All the while we educate our brethren
and kids in the schools of banking.
The sufferer is us, no them any longer
to longingly antagonize, no affliction
uninflicted. The counting has become all
meaningless. The debt is too high, we’re
stuck in a hole, we refused to be,
to make, we refused responsibility
but the chickenshit has come home,
free at last to build with barbed sewage
on the blessed Earth. All around us,
sixteen billion babies are being born,
wild-eyed in sunrise surprise, feeling blue.

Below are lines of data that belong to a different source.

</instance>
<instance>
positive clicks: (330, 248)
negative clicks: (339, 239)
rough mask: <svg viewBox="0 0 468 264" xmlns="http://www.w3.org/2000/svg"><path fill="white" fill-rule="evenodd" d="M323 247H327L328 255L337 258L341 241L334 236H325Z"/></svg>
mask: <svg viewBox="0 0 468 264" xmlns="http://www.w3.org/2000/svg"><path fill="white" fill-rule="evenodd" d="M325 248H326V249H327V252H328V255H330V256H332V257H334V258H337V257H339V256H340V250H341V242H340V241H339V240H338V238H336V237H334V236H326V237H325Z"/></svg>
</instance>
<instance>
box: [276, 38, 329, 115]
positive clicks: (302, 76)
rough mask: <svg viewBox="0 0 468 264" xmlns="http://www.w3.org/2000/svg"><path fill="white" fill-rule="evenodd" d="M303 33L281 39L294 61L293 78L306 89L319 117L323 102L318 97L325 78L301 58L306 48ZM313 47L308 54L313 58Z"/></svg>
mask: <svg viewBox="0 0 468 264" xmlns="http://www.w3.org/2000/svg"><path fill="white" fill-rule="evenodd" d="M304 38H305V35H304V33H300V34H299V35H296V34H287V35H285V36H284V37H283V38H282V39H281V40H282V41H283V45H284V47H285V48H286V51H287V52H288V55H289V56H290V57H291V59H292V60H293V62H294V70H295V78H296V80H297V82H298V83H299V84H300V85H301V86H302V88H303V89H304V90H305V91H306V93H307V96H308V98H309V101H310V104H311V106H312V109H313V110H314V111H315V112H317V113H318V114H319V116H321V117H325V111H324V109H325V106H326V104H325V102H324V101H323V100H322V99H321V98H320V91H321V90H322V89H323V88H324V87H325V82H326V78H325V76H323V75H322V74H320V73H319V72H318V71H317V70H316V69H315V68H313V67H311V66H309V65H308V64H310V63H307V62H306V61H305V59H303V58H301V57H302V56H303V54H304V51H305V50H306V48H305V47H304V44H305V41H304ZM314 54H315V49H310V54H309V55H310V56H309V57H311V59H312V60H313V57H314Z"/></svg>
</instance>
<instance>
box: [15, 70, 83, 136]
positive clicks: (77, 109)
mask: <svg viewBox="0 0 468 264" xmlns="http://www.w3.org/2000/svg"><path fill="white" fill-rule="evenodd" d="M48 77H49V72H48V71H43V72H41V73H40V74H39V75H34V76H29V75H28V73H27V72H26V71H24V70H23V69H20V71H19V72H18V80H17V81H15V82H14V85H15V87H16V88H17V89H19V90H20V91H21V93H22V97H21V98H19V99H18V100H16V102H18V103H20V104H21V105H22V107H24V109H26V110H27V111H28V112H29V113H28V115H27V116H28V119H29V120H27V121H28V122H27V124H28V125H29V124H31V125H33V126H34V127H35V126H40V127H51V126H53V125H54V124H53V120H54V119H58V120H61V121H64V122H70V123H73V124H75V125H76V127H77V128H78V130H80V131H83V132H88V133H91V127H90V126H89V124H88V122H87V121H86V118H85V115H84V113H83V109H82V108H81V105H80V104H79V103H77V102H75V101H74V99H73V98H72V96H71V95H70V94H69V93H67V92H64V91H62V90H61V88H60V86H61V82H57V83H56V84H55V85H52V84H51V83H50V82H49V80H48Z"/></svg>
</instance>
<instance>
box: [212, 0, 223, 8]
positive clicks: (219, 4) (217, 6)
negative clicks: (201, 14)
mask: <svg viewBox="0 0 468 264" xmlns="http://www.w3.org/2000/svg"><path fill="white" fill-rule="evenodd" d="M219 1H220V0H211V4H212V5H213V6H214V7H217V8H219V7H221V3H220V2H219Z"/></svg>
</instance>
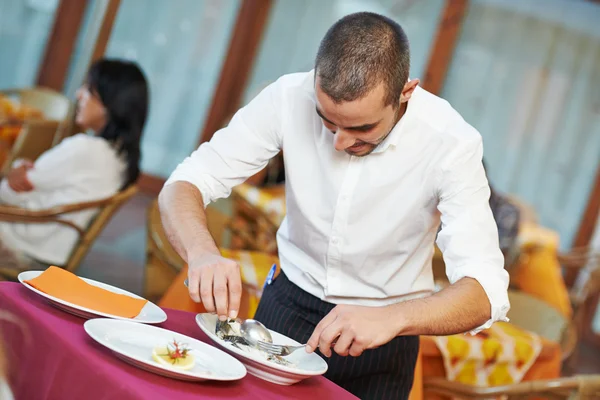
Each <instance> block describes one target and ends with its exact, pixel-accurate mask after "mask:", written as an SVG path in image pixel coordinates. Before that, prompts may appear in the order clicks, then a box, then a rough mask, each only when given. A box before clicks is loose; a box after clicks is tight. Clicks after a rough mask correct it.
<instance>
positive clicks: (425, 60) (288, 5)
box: [244, 0, 445, 103]
mask: <svg viewBox="0 0 600 400" xmlns="http://www.w3.org/2000/svg"><path fill="white" fill-rule="evenodd" d="M444 3H445V2H444V0H422V1H414V0H330V1H322V0H304V1H297V0H277V1H276V3H275V5H274V8H273V10H272V11H271V16H270V20H269V23H268V26H267V30H266V32H265V37H264V40H263V43H262V45H261V48H260V52H259V55H258V58H257V60H256V64H255V66H254V70H253V73H252V77H251V79H250V84H249V85H248V87H247V90H246V93H245V96H244V103H247V102H248V101H250V100H251V99H252V98H253V97H254V96H255V95H256V94H258V92H259V91H260V90H261V89H262V88H264V87H265V86H266V85H268V84H269V83H271V82H273V81H275V80H276V79H277V78H279V77H280V76H281V75H285V74H289V73H293V72H301V71H310V70H311V69H312V68H313V64H314V59H315V55H316V54H317V49H318V47H319V43H320V41H321V39H322V38H323V36H324V35H325V32H326V31H327V29H329V27H330V26H331V25H332V24H333V23H334V22H335V21H337V20H338V19H340V18H341V17H343V16H344V15H347V14H351V13H353V12H358V11H371V12H376V13H379V14H382V15H385V16H387V17H390V18H392V19H394V20H395V21H397V22H398V23H400V24H401V25H402V27H403V28H404V30H405V31H406V34H407V35H408V38H409V40H410V43H411V52H412V54H411V58H412V66H411V77H422V75H423V73H424V70H425V67H426V65H425V64H426V63H427V60H428V57H429V49H430V47H431V45H432V42H433V37H434V35H435V32H436V30H437V25H438V21H439V18H440V14H441V11H442V9H443V6H444Z"/></svg>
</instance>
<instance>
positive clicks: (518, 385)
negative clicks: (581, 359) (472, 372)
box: [423, 375, 600, 400]
mask: <svg viewBox="0 0 600 400" xmlns="http://www.w3.org/2000/svg"><path fill="white" fill-rule="evenodd" d="M423 391H424V392H425V398H430V396H432V395H441V396H447V397H449V398H454V399H498V398H505V399H508V400H525V399H531V398H540V396H543V398H544V399H568V400H575V399H578V400H594V399H600V375H579V376H574V377H569V378H559V379H552V380H541V381H528V382H522V383H515V384H512V385H506V386H495V387H477V386H471V385H465V384H462V383H457V382H450V381H447V380H446V379H443V378H431V379H425V381H424V383H423ZM501 396H506V397H501Z"/></svg>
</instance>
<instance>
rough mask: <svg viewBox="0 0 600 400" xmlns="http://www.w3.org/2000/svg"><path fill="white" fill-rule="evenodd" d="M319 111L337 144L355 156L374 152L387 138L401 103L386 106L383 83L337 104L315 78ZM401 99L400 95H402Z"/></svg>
mask: <svg viewBox="0 0 600 400" xmlns="http://www.w3.org/2000/svg"><path fill="white" fill-rule="evenodd" d="M315 93H316V99H317V105H316V112H317V114H318V115H319V117H320V118H321V120H322V121H323V125H325V127H326V128H327V129H328V130H330V131H331V132H332V133H333V134H334V135H335V138H334V147H335V149H336V150H338V151H342V150H344V151H345V152H346V153H348V154H350V155H351V156H357V157H363V156H366V155H368V154H370V153H371V152H372V151H373V150H375V148H376V147H377V146H378V145H379V144H380V143H381V142H383V140H384V139H385V138H386V137H387V136H388V135H389V133H390V132H391V130H392V129H393V128H394V125H396V122H398V119H399V110H400V107H398V104H399V102H398V103H396V104H394V105H388V106H384V101H383V100H384V95H385V87H384V85H383V83H380V84H379V85H378V86H377V87H375V88H374V89H373V90H371V91H370V92H369V93H368V94H367V95H366V96H364V97H363V98H361V99H358V100H355V101H348V102H343V103H340V104H336V103H335V102H334V101H333V100H332V99H331V98H330V97H329V96H327V94H325V92H323V91H322V90H321V86H320V85H319V77H318V75H317V79H316V81H315ZM399 100H400V99H399Z"/></svg>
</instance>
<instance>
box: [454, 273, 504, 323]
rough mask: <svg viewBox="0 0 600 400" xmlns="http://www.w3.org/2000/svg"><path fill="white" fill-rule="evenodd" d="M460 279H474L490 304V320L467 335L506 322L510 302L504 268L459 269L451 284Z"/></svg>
mask: <svg viewBox="0 0 600 400" xmlns="http://www.w3.org/2000/svg"><path fill="white" fill-rule="evenodd" d="M462 278H472V279H475V280H476V281H477V282H479V284H480V285H481V287H482V288H483V290H484V291H485V294H486V295H487V297H488V299H489V301H490V304H491V307H492V309H491V316H492V317H491V318H490V319H489V320H488V321H487V322H486V323H484V324H483V325H481V326H479V327H477V328H475V329H473V330H472V331H470V332H469V333H470V334H471V335H476V334H477V333H479V332H481V331H482V330H484V329H488V328H489V327H490V326H492V324H493V323H494V322H496V321H504V322H508V318H507V317H506V314H507V313H508V310H510V302H509V300H508V291H507V290H508V279H509V278H508V273H507V272H506V270H505V269H504V268H502V269H501V270H498V268H497V267H496V266H491V265H490V266H489V268H486V266H482V265H478V266H477V267H475V268H461V269H460V270H459V271H456V273H455V274H454V275H453V276H452V279H451V280H450V281H451V282H452V283H454V282H457V281H459V280H460V279H462Z"/></svg>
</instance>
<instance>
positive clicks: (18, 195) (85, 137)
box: [0, 135, 90, 208]
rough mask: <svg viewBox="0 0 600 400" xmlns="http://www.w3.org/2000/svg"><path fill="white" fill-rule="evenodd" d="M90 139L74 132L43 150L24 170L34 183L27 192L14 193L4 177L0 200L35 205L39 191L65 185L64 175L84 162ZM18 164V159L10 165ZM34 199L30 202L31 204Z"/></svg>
mask: <svg viewBox="0 0 600 400" xmlns="http://www.w3.org/2000/svg"><path fill="white" fill-rule="evenodd" d="M88 140H90V138H87V137H84V136H83V135H75V136H73V137H70V138H66V139H65V140H63V141H62V142H61V143H59V144H58V145H56V146H54V147H53V148H51V149H50V150H47V151H45V152H44V153H42V155H40V156H39V158H38V159H37V160H36V161H35V163H34V166H33V168H32V169H30V170H29V171H27V179H28V180H29V181H30V182H31V184H32V185H33V190H32V191H29V192H18V193H17V192H15V191H14V190H12V189H11V187H10V186H9V185H8V181H7V180H6V179H3V180H2V182H1V183H0V199H1V200H2V202H3V203H5V204H10V205H15V206H20V207H24V206H27V207H28V208H37V205H36V203H37V202H36V201H35V200H36V199H37V198H39V194H40V192H44V191H50V190H54V189H57V188H60V187H62V186H64V185H67V184H68V182H66V181H65V179H64V177H65V176H67V175H69V174H72V173H73V172H74V171H77V170H78V168H80V167H81V166H82V165H81V163H82V162H85V159H86V152H87V150H88V149H89V147H88V146H89V143H88ZM18 165H20V162H19V160H18V161H17V162H15V163H14V164H13V166H14V167H17V166H18ZM32 201H33V203H32Z"/></svg>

Over a thousand and one species roast in the desert.
Extinction is a glum deal. Why won’t the glue
hold? I’ll tell you why. Why not? Why anything?
Why this rich liveliness, why not the antidote
to existentialism; the Big Black. Negation
is a sunrise. Metaphors are the answer.
Life lived is experiencing a unique poem,
a ransom note written just for you.
Kali dances on the sunrise, vengefully pregnant with benevolence.